Comment 114 for bug 19171

Revision history for this message
Scott James Remnant (Canonical) (canonical-scott) wrote :

So, here's what's happening here then, folks:

Your system boots up and gets to the S:S20modules-init-tools stage, that's where
we read /etc/modules and modprobe the modules in order. Now modprobe is
basically just a kernel request, and these days tends to return pretty quicky to
userspace without blocking for everything to happen.

Deep Black Magic happens inside the kernel, and once it's done it generates a
series of hotplug events which it passes back to userspace through two means; by
running the program specified in /proc/sys/kernel/hotplug with interesting
environment; and also through a netlink socket.
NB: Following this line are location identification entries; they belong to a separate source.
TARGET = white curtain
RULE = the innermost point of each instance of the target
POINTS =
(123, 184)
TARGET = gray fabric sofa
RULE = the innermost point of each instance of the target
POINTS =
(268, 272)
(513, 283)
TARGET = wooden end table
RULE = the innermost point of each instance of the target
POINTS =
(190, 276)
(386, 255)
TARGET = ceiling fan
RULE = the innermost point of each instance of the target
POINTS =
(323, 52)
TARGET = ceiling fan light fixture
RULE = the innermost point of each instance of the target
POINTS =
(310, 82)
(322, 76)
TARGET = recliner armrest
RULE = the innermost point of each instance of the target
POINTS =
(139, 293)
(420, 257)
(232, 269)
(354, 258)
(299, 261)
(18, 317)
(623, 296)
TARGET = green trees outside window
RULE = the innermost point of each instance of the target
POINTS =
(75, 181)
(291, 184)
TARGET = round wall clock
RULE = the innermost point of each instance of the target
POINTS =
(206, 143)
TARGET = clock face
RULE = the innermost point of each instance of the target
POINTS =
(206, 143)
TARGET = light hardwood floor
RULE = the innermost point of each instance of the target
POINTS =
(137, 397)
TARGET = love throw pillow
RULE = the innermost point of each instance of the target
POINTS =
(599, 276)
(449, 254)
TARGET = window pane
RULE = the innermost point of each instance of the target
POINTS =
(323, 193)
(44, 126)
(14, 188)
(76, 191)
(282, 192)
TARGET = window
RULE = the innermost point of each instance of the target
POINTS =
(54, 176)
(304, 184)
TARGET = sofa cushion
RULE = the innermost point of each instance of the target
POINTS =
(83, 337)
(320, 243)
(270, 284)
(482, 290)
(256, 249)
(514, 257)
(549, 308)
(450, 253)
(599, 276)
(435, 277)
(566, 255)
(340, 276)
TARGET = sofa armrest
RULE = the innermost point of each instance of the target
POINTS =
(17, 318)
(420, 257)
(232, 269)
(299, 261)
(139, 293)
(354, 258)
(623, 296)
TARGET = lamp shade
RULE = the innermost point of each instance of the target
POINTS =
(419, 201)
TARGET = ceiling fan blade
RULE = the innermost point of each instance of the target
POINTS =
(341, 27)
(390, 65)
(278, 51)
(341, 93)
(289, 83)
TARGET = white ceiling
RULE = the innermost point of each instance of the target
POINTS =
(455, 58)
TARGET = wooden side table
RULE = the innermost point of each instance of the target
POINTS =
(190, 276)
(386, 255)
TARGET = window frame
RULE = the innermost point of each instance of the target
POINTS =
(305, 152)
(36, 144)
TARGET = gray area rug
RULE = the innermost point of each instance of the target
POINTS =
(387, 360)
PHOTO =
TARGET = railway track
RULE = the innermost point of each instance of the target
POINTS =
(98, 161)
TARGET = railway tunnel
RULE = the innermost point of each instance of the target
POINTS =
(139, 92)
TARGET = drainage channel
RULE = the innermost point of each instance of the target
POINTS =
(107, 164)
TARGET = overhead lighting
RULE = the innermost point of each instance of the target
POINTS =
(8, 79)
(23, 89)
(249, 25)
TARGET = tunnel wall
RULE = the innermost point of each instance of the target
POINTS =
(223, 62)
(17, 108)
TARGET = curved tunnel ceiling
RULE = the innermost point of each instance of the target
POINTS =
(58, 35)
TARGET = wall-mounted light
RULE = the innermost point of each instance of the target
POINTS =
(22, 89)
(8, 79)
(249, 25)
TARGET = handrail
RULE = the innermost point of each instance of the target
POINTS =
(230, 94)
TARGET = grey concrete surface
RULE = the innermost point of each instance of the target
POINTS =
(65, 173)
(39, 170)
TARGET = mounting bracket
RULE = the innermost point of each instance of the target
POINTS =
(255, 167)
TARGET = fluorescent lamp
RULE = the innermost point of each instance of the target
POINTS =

/proc/sys/kernel/hotplug is "udevsend", a tool that gathers up this environment
and sends it over a local socket to the "udevd" process that marshalls all of
these events. If there's no daemon listening it tries to start one up, and will
retry sending the event for a while until it gets to the other end.

Now we have a whole bunch of udevsend processes all run at pretty much the same
time, all of these try to start up udevd and all of the udevd processes try to
bind to the local socket to receive events on. One of them wins, the rest die
and go away. A little time passes by which time all of the running udevsend
will have dispatched their event to this udevd that will marshall them.
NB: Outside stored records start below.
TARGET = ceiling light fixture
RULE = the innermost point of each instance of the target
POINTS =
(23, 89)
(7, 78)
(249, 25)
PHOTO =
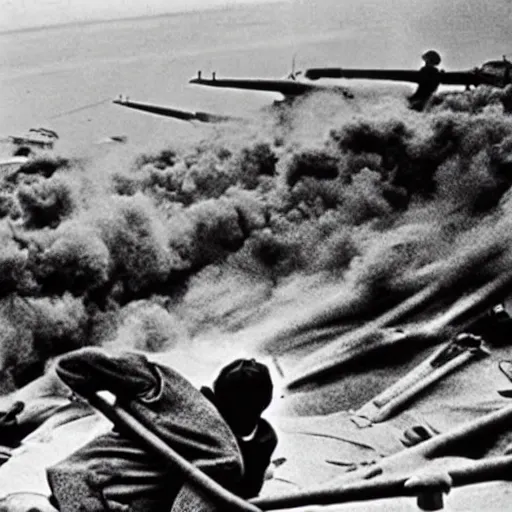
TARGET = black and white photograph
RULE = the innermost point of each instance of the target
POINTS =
(255, 255)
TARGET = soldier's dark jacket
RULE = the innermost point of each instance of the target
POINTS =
(112, 472)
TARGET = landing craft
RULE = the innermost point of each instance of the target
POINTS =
(495, 73)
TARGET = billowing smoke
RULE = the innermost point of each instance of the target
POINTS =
(308, 219)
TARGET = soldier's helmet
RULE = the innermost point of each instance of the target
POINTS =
(243, 390)
(432, 58)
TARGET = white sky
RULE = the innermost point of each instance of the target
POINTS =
(15, 14)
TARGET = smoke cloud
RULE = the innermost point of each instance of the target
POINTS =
(306, 218)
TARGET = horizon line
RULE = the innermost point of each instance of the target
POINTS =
(164, 14)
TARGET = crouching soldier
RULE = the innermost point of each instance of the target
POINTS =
(221, 434)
This udevd _also_ begins listening on the netlink socket, as it's a better way
to get events from the kernel than having it execute something which mucks
around with IPC to get it to us.

Meanwhile the kernel is happily generating both /proc/sys/kernel/hotplug and
netlink events for what's happening on the box, in fact it's been doing this all
the time udevd has been getting its clothes on.

If the module sequence loaded is something like "psmouse, mousedev, ..., lp"
(exactly as it is in breezy machines that have been upgraded from warty/hoary)
you may find that the first netlink event you receive is actually for the
printer port.

But that's ok, we had udevsend events for the rest...

Well, that's the theory; sadly here's the practice.

On receiving the netlink event for the printer port, udevd disables receipt of
any "sequence numbered" events from udevsend (ie. those that will almost
certainly be duplicated over the netlink socket). Unfortunately this means all
the udevsend events we're about to receive from the processes that backed off a
second or so while fighting over who got to start udevd.

These udevsend processes deliver their events to udevd, which cheerfully ignores
them because it thinks it's going to get another copy over the netlink socket
any second now. Unfortunately the netlink event has already been and gone, and
we just ignored an event we weren't supposed to.

The two problems as I see them are:

1) The fact that receiving a netlink event disables sequence numbered udevsend
events, when there's already code to deal with de-duping events anyway. Is
there actually any need for this additional check, can't we just queue both
events and have them ignored by msg_queue_insert() ?

2) That this ignoring of events is done at receipt, rather than in queue order.
 This means that the "later" parport_pc netlink event is able to disable
queueing of udevsend events with a lower sequence number.

I can envisage that #1 is necessary in case the time between receiving the
udevsend and netlink event is so long that we've already processed and removed
one of the events by the time the second is queued. In which case the problem
becomes fixing #2, however unless the kernel promises strict ordering of events
over the netlink socket (which I doubt, otherwise it wouldn't need sequence
numbers).

I suspect the right solution is actually to implement history of what events
we've already processed, and de-dupe them that way; rather than ignoring
messages on receipt.

In breezy for release, I think I'm just going to comment out the entire netlink
code -- the kernel still runs udevsend for us, so we don't lose anything other
than a sexier kernel/userspace IPC mechanism that we can bring back in dapper
when it's fixed.